Expectant management is a period of “wait and see” (no intervention or treatment) before attempting any fertility test, procedure or therapy. This approach is recommended to couples with unexplained infertility of short duration when the woman is under 35 years of age. In this group, the likelihood of a spontaneous pregnancy within a 2 to 3 year period is very good. These couples have a pregnancy rate of 35-50% after two years, and 60-70% after three years of observation. It is important to note that these rates decrease as the female partner's age and the duration of infertility increase.

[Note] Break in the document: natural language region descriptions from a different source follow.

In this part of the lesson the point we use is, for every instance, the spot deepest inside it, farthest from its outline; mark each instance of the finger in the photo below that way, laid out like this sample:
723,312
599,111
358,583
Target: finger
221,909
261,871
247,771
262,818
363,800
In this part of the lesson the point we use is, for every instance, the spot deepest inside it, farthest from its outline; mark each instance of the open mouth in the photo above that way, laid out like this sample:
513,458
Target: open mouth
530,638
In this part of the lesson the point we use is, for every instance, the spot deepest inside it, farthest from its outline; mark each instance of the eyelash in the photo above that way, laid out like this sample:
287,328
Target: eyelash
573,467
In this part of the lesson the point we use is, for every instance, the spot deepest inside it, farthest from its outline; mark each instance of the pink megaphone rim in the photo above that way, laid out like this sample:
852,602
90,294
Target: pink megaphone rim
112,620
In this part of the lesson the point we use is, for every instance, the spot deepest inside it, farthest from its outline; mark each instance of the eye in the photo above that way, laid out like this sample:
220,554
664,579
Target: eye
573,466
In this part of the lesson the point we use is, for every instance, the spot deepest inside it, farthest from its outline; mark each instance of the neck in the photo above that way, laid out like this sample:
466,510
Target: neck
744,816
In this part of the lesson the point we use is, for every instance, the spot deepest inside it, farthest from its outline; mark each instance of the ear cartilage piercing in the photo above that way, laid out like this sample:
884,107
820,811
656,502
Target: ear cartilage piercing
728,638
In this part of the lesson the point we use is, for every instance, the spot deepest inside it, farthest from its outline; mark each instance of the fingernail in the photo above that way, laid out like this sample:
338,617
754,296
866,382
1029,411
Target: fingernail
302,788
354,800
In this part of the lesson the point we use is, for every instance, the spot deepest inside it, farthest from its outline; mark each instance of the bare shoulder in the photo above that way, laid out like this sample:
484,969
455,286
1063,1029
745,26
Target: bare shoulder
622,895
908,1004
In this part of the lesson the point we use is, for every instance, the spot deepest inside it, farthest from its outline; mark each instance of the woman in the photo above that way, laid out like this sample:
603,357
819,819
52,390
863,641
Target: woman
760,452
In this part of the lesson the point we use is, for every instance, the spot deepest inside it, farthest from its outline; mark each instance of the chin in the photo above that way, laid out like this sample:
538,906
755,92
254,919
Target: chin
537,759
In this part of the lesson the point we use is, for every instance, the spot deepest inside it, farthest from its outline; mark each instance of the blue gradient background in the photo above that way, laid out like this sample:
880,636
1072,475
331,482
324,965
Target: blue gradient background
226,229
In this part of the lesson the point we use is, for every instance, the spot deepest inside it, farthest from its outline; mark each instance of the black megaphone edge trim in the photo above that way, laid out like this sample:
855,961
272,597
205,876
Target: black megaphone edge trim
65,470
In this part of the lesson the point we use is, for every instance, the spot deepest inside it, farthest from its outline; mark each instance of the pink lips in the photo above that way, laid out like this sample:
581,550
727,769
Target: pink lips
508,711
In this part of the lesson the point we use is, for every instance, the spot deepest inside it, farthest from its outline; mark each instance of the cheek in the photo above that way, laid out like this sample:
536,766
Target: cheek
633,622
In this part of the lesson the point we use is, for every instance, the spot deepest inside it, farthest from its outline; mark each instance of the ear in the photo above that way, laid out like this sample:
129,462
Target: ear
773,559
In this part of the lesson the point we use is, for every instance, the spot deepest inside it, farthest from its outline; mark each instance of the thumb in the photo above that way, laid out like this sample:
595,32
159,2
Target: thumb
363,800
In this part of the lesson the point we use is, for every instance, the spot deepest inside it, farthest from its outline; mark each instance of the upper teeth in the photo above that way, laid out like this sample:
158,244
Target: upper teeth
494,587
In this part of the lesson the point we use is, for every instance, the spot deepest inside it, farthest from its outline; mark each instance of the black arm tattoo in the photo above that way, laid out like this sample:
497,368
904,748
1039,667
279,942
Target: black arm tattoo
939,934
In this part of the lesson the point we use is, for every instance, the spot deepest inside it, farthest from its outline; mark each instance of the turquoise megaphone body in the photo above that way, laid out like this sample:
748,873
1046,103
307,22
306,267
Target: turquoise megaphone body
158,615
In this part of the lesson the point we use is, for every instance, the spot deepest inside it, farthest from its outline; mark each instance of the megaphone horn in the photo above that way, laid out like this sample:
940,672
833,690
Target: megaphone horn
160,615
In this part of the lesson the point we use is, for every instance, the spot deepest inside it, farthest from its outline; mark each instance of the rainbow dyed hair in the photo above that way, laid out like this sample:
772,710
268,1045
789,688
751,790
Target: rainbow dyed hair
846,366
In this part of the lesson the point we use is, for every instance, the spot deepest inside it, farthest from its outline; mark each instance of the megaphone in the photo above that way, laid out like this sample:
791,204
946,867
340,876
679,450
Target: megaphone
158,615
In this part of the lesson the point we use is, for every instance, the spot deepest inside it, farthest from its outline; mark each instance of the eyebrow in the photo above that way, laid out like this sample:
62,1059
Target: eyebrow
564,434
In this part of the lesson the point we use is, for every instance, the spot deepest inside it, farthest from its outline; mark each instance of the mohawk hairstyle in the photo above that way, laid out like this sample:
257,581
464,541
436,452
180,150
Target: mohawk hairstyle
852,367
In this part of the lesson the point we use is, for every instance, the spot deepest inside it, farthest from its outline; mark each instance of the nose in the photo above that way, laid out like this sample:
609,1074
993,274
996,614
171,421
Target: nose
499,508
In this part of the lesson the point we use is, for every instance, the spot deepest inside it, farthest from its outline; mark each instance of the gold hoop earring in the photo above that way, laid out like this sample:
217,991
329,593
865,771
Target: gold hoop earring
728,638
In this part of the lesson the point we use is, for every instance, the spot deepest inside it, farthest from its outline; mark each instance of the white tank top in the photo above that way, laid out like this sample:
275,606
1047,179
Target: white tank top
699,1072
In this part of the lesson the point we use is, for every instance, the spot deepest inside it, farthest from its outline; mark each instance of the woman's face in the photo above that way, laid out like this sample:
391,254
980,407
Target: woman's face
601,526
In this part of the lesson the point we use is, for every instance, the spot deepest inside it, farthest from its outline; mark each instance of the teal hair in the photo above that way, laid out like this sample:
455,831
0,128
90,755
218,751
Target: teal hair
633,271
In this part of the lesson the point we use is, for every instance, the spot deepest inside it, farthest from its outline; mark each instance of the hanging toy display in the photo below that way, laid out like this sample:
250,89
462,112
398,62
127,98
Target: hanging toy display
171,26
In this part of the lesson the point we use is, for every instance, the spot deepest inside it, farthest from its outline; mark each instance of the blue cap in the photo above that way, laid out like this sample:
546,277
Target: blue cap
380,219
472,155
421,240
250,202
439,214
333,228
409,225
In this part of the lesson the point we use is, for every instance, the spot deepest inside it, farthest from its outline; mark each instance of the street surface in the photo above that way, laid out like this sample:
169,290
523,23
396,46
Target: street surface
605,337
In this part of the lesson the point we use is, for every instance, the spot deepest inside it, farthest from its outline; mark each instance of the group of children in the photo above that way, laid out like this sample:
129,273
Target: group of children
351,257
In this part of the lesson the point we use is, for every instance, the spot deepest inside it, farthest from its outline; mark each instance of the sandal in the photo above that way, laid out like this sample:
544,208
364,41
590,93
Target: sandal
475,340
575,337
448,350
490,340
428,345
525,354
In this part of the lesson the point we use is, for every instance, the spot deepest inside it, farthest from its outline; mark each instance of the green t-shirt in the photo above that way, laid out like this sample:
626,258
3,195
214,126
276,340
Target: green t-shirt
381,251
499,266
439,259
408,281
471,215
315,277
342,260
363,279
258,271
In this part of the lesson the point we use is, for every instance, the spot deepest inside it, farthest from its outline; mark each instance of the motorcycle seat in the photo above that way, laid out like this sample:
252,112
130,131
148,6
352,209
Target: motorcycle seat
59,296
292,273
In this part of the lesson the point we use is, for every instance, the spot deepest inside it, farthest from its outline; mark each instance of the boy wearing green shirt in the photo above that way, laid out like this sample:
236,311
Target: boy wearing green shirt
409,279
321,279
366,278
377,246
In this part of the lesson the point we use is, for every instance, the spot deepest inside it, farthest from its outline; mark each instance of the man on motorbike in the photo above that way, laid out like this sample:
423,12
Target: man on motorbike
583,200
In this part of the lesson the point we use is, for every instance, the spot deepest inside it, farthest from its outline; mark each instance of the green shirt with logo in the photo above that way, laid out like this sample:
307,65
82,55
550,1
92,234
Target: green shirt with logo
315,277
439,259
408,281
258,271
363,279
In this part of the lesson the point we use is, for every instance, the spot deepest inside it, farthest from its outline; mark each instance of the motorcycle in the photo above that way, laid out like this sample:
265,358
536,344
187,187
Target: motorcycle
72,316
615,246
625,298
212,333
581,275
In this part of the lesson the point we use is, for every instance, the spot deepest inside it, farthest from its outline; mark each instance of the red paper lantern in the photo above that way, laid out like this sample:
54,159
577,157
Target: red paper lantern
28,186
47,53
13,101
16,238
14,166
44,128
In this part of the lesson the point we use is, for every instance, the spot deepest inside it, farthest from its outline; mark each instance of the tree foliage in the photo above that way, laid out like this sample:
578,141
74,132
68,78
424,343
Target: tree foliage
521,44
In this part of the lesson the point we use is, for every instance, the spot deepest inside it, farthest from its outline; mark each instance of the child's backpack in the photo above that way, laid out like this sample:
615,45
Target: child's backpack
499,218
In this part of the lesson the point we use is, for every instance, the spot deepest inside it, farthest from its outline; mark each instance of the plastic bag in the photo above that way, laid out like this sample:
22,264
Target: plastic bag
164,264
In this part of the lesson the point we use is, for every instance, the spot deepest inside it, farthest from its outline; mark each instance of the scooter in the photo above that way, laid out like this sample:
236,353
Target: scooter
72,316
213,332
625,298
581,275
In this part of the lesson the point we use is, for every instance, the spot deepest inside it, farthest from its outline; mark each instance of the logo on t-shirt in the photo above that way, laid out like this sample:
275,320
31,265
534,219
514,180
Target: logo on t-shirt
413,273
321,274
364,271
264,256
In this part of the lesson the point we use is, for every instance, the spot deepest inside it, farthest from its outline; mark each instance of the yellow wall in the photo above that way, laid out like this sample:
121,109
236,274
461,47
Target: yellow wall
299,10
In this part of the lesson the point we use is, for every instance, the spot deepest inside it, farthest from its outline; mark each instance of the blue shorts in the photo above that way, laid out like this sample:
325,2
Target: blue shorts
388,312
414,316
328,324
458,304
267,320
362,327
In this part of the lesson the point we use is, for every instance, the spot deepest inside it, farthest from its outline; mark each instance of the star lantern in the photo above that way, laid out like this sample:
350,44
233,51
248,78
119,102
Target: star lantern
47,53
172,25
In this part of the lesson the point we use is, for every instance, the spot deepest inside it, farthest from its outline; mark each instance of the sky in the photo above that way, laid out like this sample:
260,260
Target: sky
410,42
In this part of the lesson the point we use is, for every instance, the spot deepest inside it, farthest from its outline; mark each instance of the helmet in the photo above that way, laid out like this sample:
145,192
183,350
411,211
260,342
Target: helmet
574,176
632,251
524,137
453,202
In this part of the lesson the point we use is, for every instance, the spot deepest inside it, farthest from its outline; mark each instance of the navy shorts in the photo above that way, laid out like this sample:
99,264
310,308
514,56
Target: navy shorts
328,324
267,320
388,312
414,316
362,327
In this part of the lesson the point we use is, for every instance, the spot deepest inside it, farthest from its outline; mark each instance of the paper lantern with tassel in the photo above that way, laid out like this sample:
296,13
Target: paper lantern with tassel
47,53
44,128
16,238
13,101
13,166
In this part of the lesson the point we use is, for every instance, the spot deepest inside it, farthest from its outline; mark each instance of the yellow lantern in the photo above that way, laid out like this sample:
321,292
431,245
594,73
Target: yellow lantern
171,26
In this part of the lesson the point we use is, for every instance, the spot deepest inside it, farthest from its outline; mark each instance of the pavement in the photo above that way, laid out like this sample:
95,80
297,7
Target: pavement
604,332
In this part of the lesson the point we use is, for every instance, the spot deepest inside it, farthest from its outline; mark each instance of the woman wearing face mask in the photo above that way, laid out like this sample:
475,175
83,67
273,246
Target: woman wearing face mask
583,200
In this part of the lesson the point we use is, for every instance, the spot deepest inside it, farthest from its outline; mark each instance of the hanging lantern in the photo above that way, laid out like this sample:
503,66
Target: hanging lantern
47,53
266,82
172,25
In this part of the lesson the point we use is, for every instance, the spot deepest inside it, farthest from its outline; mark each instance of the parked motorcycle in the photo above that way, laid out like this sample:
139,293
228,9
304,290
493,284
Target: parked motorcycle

Treatment is recommended when no pregnancy occurs after an adequate period of observation.
In our experience most couples decline expectant management in lieu of further testing or treatment. Nevertheless, this is an option that is discussed with couples diagnosed with unexplained infertility.

Adoption

The treatment of infertility can be stressful and expensive. After a long and unsuccessful journey in the path to fertility adoption may become an alternative to childlessness. People making this decision face many challenges: stopping fertility treatment, making peace with the loss of the dream of making a baby, and facing fears and concerns about adoption and the adoption process which can be both confusing and intimidating.
Resolve - The National infertility Association - offers a very comprehensive guide to adoption as well as links to adoption agencies. We encourage you to explore these resources available at their website.

We want you to understand what all your options are (including IVF) in order that you might make an informed decision. Ultimately, our goal is to match you with the best treatment option consistent with your personal goals.